- I live like a hanged dog – got used to everything. I’m not sure if it’s right.
- So, what’s plan B?
- I haven’t got plan B, I live in it.
Sunday was lost: I played Moby all day long, smoked and ate Russian salad. After seventh or maybe eighth cigarette I felt in need for a cup of black coffee.
There was no coffee left, it was raining, I made my-self a cup of Earl Grey.
I read an article on smoking. Did you know that one cigarette shortens life by eleven minutes?
I heard it once before from a passer-by when I was having a sandwich outside a coffee shop. He slowed down to chat up two young women who were having cigarettes over their coffees.
- I read that one cigarette shortens life by eleven minutes, – he explained.
- You never know what’s going to kill you… – replied one of them.
- Sex prolongs it by nine… – he mentioned smiling, – I can help you to restore the balance.
Women laughed, so did I and lit up a cigarette. Without any thoughts, ay thoughts about future.
I rarely think about future, it’s like trying to see the way through the fog: keep straight and hope for the best.
I had another cigarette, this time thinking about things I could do in eleven minutes. Write a letter, tell people I love, that they are the best, smoke three more cigarettes, watch Trip to the Moon, stich a sock, take a nap, have a piece of milk chocolate with hazelnut, take a shower… change the world. Change my-self?
If I listen carefully, I hear mice fucking under the washing machine. Or maybe that’s only buttons touching the glass of washing machine door?
Reality is divided into levels. I haven’t thought all of them through yet.

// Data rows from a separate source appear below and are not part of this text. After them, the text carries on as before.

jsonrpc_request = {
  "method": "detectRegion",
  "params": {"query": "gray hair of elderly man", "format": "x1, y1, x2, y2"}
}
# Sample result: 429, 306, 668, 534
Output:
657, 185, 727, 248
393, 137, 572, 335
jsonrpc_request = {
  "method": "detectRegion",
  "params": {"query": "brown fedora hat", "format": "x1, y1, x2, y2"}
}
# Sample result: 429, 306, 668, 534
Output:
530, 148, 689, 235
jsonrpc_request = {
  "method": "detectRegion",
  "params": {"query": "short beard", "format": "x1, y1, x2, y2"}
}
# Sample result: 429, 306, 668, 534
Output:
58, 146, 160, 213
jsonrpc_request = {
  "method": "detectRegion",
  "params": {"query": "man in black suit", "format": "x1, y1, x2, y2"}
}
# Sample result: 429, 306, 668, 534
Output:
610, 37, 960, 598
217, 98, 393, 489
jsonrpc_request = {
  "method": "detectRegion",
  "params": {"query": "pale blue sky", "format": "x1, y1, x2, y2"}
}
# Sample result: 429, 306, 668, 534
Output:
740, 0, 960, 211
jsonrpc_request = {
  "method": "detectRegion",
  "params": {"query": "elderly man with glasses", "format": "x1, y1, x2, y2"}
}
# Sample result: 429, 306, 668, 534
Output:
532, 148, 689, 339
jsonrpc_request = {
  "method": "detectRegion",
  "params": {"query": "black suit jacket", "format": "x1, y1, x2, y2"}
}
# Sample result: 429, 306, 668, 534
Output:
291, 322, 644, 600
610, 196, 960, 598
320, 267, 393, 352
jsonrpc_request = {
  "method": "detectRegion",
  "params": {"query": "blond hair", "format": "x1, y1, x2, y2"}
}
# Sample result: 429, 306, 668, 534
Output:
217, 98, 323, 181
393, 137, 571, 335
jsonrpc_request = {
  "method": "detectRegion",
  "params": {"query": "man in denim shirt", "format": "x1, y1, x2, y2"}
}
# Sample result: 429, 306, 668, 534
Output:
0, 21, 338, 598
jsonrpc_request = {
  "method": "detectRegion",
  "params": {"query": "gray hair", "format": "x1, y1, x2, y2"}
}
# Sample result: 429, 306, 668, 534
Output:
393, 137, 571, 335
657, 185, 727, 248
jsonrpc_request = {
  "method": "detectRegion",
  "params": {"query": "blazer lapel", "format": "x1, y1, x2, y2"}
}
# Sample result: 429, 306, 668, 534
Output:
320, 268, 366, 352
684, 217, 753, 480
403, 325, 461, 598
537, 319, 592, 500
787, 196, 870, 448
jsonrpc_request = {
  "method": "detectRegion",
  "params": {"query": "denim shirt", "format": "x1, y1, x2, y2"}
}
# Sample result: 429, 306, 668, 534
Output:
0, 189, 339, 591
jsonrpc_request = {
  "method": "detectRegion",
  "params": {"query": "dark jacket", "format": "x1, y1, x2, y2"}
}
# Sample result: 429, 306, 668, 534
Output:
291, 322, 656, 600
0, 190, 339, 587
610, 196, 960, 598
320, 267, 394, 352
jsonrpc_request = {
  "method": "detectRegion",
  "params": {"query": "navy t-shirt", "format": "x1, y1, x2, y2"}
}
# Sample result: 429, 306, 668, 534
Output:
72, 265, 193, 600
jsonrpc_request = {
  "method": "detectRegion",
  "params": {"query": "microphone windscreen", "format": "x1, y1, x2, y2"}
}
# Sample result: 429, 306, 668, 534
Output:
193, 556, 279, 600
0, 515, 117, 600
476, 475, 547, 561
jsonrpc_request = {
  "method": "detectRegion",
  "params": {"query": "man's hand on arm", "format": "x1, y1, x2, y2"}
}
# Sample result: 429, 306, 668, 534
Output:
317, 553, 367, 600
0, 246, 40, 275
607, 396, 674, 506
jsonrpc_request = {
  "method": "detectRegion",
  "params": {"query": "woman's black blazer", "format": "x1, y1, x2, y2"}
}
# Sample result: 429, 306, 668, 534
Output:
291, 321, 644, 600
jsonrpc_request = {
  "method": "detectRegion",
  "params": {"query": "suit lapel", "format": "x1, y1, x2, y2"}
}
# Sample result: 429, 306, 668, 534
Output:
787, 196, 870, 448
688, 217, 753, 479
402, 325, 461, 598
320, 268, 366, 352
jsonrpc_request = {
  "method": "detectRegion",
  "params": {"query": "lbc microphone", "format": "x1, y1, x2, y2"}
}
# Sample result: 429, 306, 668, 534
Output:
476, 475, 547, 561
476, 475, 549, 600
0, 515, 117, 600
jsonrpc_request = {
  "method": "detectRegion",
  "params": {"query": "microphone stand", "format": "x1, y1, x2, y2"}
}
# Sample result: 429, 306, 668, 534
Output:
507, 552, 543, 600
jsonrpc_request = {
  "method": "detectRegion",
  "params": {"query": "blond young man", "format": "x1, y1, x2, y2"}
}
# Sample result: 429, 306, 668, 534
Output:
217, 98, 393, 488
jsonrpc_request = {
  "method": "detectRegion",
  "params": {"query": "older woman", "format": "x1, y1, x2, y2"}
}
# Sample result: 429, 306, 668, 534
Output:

Ground level – reality where rest defeated by monotony, there are lack of emotions (if any) and life is fitted into twelve hour bracket. First level – the other twelve hours that are dedicated for preparing for bed, sleeping or waking up. The third level – reality diluted with booze, where each minute seems different and colourful, depending on quantity and liquor consumed. The fourth level, where I often find myself is reality where one lives in past, future but never in the present moment, it’s getting lost in the labyrinths of fairy tales, a mixture of ground and first levels, life based on movies, embodying one character or another, but never being your-self, this is a tiny red line separating sanity from insanity. Insanity the fifth level of reality.
I begin to wait for tomorrow, because I totally screwed today up. And this is becoming my routine: I wait for better days as if they will change a thing. On the other hand, this anticipation arises pleasant uneasiness and agitation.
A blind date with tomorrow.
And each time tomorrow disappoints me.
How can you be your-self if you haven’t got the least idea who that is?
I got twenty dollars bill in my pocket, a pack of tired Parliament cigarettes, matches and a mobile phone. Plenty of desires in my head…
I almost fell down the stairs. I’m in the third less stable level of being. We drank tequila with slice of lemon and salt. After the fifth shot I remembered His life philosophy: keep calm and carry on/…
And mine: /… until tomorrow, with eyes shut, like a hanged do.
This could be a reason why we ever happened?